The second problem area has arisen over the running of the EU itself. On the one hand it was perfectly sensible to use the opportunity of enlargement to streamline the running of the EU by cutting down on the number of commissioners and making decision-making by the council of ministers easier.

On the other, it was hardly the most intelligent move to hand over the project to Valery Giscard D’Estaing, the former French president, to draw up a grant EU constitution that some members were bound to find objectionable. Nor was it sensible to try to take away voting rights from Poland and Spain that had already been agreed. Thus, talks over the proposed new EU constitution in Brussels last December collapsed in abject failure, and probably will not be revived for two years, well after the enlargement has taken place.

Clumsiness also appears to be the order to the day when it comes to the EU budget. One of the big stories of recent months has been the effective collapse of the euro stability and growth pact, under which members of the single currency were required to keep their budget deficits below 3% of gross domestic product or face hefty fines.

Late last year, when it became clear that France and Germany were heading for such fines under the rules, both countries pressured other European finance ministers into suspending sanctions under the pact, in other words extracting its teeth. The European Commission has thus embarked on legal action against the finance ministers. One bit of the EU is suing another.

That is bad enough, but to add insult to injury Romano Prodi, the Commission president, also wants existing member countries to dig into their pockets to fund an increase in the EU’s central budget because, as he has put it, “we are on the eve of the biggest enlargement in the EU’s history”. The budget is currently 1% of GDP, or gross national income to use the definition preferred by Brussels.
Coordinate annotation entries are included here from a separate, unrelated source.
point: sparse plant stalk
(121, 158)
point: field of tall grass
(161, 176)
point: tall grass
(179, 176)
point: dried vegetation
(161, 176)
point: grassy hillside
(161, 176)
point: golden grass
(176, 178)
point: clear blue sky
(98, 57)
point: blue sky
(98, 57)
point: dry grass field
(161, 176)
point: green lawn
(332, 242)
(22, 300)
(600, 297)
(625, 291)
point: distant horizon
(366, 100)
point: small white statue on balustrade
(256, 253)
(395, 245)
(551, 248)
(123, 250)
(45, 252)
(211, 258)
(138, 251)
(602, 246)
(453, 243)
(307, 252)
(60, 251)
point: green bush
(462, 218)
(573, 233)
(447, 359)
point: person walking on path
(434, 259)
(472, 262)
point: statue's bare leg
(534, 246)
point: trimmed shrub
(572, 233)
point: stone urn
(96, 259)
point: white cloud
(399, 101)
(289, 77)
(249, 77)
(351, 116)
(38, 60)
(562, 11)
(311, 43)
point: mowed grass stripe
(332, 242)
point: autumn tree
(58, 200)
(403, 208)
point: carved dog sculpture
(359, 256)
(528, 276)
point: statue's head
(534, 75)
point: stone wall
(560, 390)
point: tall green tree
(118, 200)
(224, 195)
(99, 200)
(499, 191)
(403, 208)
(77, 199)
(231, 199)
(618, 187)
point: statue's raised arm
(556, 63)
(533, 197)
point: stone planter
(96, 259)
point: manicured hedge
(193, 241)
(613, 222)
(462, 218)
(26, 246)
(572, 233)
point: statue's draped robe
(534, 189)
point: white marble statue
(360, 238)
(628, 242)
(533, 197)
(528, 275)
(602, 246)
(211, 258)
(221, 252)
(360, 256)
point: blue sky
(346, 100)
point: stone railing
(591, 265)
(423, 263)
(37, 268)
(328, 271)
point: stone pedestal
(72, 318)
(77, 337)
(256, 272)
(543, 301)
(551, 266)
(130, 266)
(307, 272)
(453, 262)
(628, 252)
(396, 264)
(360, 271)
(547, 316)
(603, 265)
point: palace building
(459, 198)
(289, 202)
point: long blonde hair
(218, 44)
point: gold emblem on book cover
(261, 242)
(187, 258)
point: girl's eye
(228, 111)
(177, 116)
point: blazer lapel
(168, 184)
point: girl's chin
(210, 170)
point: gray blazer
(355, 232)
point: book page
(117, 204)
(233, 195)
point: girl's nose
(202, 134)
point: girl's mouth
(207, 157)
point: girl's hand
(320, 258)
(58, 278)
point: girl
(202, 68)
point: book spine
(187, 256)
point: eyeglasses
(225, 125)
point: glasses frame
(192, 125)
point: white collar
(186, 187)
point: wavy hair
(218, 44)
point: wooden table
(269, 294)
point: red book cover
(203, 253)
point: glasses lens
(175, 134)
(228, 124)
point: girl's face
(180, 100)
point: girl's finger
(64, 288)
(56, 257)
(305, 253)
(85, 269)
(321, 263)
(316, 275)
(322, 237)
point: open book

The aim is to increase it to nearly 1.25% for the 2007-13 period. This may not sound like very much but it is equivalent to adding 30 billion a year to the existing budget of just under 70 billion.

The proposal, unsurprisingly, has gone down like a lead balloon. Hans Eichel, Germany’s finance minister, has said: “You cant say on one hand, you in Germany you have to save money and cut down expenditures, and demand at the same time: you have to pay more money to Brussels.”

Gordon Brown has also made clear his outright opposition, not just to any increase in the EU budget, but to any suggestion that the budget rebate famously secured by Margaret Thatcher should be revisited. Opposition to the budget increase is led by Germany, Britain, France, Austria, Sweden and the Netherlands.

It all looks like a bit of a mess. Few doubt the economic benefits that EU enlargement will bring. Accommodating the new arrivals, however, is proving to be far from easy. The spirit of EU co-operation looks under strain.